Donna Gabbacia, author of We Are What We Eat, adds further insight:

He decided to can and distribute his sauce, initially packaging it with dry spaghetti and a packet of grated cheese, through his own business Chef Boiardi Food Products Company. Boiardi changed the name of his company (and its product) to Boyardee in the 1930s, mainly to ease pronunciation by non-Italians, as he sought a regional, cross-over market of multi-ethnic consumers. By the late 1930s, Boiardi was successfully selling canned spaghetti to A&P stores and reaching a national market. Boiardi even became a supplier to the U.S. army during World War II, further building a taste for Chef Boyardee among returning GIs.

Boiardi eventually sold his company to a large conglomerate that turned his idea into a multi-billion dollar business that is today owned by Con/Agra. He died in Parma, Ohio in 1985, an icon of American processed food and Italian-American pop culture.

It was the latter that inspired me to make a pilgrimage to his final resting place in order to pay homage. Since he died in Parma, I assumed that he was interred in a Parma-area cemetery. But after careful research, I discovered that he was in fact interred in a Cleveland suburb on the completely opposite side of town in Chardon’s All Souls Cemetery.
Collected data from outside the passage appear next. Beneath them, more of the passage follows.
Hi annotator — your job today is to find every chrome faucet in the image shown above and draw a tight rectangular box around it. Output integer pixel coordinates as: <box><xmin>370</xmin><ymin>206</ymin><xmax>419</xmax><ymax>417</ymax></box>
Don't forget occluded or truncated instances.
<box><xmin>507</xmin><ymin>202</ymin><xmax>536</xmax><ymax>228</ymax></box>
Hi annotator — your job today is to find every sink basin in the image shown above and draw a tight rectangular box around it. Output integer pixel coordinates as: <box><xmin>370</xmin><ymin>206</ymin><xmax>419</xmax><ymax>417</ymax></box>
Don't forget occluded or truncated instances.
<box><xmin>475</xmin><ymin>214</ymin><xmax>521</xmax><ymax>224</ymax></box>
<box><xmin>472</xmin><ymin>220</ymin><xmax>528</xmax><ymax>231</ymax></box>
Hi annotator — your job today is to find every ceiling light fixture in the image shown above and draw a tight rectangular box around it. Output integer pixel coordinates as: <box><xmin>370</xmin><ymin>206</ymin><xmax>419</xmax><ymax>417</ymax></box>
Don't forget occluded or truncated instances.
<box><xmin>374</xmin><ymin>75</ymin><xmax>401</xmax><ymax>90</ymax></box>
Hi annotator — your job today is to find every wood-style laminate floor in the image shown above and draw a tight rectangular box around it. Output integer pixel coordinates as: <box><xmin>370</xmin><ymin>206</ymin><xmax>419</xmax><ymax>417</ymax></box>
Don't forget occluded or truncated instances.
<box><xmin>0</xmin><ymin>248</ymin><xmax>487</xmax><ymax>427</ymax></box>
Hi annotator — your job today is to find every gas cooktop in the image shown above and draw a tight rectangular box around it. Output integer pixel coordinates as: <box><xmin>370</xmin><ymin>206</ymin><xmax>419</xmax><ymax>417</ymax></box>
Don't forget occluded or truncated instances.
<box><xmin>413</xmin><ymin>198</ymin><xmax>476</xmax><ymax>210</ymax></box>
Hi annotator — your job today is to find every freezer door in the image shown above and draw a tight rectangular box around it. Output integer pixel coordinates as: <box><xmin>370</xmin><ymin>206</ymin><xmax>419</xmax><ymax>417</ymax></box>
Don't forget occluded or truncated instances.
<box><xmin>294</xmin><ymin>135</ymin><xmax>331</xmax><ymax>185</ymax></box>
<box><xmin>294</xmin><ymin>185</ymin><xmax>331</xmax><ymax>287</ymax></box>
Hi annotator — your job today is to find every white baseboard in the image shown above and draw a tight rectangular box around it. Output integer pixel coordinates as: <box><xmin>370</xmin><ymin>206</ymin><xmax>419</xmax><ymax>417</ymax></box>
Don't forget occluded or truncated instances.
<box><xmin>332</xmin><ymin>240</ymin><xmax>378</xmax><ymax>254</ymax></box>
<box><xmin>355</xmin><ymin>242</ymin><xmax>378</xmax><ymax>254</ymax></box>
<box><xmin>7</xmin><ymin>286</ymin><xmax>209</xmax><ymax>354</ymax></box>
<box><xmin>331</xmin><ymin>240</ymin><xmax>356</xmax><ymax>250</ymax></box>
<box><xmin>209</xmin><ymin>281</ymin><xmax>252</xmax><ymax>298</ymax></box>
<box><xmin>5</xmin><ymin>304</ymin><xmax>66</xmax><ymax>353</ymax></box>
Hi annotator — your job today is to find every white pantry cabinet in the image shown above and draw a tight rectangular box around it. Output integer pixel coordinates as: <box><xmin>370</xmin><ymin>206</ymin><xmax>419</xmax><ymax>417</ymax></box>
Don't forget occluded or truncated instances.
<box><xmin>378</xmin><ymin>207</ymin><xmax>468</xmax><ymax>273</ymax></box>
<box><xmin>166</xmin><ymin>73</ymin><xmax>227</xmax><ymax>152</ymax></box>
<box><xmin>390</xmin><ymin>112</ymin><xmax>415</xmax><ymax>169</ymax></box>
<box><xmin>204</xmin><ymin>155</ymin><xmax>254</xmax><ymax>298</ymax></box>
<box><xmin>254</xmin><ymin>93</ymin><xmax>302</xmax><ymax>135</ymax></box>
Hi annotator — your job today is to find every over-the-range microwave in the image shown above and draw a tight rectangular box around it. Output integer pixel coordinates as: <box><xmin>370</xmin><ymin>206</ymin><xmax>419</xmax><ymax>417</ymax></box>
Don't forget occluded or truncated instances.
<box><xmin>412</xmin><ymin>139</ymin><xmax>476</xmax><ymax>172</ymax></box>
Enlisting a friend, we both set out on a countryside excursion in search of the Boiardi mausoleum. After finding our way through several winding roads in the middle of nowhere, we arrived at All Souls Cemetery.

Since we knew it was a mausoleum, we thought that it would stand out in a sea of grave markers and thus be easy to locate.  However, we soon discovered that was not the case.  We had to ask for directions.  Fortunately I had jotted down the cemetery office number on a post-it note just in case. 
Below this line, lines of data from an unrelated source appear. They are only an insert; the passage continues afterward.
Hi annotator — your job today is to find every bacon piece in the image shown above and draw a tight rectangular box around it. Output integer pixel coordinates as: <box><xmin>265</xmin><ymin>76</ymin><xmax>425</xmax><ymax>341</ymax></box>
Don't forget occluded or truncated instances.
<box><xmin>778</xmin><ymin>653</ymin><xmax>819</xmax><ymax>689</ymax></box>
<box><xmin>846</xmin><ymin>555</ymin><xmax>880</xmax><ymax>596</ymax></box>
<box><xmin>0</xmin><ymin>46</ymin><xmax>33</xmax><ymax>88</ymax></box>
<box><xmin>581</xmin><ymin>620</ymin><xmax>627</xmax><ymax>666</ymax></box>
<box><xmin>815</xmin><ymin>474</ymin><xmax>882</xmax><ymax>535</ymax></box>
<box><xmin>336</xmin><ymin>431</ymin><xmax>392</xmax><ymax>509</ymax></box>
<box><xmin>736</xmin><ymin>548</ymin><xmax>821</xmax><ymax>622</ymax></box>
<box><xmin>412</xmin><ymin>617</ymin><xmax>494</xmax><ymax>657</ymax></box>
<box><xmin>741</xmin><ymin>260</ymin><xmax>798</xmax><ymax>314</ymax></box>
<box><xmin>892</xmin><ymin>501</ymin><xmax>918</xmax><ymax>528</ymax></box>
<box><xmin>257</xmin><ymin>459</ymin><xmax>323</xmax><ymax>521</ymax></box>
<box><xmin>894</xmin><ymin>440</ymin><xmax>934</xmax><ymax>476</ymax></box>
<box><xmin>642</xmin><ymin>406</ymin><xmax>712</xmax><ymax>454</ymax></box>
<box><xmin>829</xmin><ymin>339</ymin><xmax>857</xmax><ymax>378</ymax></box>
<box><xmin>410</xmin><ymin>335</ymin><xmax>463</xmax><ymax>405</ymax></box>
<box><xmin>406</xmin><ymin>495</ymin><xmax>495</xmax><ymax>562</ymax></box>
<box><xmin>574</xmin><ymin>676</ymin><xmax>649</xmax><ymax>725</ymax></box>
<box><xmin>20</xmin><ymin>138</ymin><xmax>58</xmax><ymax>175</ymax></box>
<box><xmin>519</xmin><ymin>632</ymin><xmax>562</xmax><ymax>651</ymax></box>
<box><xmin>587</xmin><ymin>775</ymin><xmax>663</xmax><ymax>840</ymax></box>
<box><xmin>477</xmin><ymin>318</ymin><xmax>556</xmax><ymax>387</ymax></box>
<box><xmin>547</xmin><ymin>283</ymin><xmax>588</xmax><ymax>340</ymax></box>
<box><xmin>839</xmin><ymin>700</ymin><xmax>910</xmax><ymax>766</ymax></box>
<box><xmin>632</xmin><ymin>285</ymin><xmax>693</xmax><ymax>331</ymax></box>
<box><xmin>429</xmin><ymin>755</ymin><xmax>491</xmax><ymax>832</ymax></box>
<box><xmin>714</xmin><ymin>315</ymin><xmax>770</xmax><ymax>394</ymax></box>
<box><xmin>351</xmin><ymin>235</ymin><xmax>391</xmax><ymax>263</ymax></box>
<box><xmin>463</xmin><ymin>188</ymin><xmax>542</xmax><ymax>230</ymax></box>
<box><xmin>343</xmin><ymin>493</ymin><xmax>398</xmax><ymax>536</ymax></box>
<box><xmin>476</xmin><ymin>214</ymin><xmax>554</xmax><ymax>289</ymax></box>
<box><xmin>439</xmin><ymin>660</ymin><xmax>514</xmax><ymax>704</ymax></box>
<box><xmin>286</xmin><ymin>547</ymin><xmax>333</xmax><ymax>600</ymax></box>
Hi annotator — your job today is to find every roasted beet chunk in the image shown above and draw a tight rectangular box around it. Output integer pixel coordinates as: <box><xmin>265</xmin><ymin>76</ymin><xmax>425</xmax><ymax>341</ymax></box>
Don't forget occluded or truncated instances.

Phone call to the staff office: “Good afternoon.  Can you please tell me where Chef Boyardee is interred?”

“One moment,” she replied, “Lot 23 in the Crucifixion Mausoleum under the name Hector Boiardi.”


The grave marker of Chef Boyardee

And so my friend and I made our way to the mausoleum and there he was, placed beside his wife, Helen. After a brief moment of silence and some personal reflection on the legacy of Chef Boyardee, my friend and I said arrivederci to the man, the mausoleum and All Souls. Both of us knowing that we would never look at a can of spaghetti and meatballs in quite the same way ever again.



  Judy wrote @

My husband was born in 1939 in Cleveland. He was brought up on Chef Boyardee and even after we were married I couldn’t get him to eat any other kind of spaghetti sauce for years. Finally he discovered the good homemade stuff and Chef Boyardee faded into oblivion. Our family rejoiced! I always belittled Chef Boyardee but now, thanks to you, he has regained some respect in my eyes. Now I’m wondering if my husband’s family ever went to his restaurant as fellow residents of Cleveland–even living in later years on the east side in Willoughby Hills, apparently not far from where he is buried.
Now, how about investigating another Cleveland specialty: the chocolate chip ice cream from Euclid Race. Best chocolate chip ever, but long gone from the scene. Would love to find the recipe.

  backwardpresent wrote @

That is a great story! Thanks for sharing. I’m not sure about the chocolate chips at Euclid Race, but I will tell you that I am endlessly fascinated with the Rocket Car, which was taken from a ride at the old Euclid Beach Amusement Park

  josh wrote @

I started to learn to cook at age 8 using the Chef Boiardi spaghetti dinner in the ad. It took me 20 years to perfect my own meat sauce, but it’s a happy memory.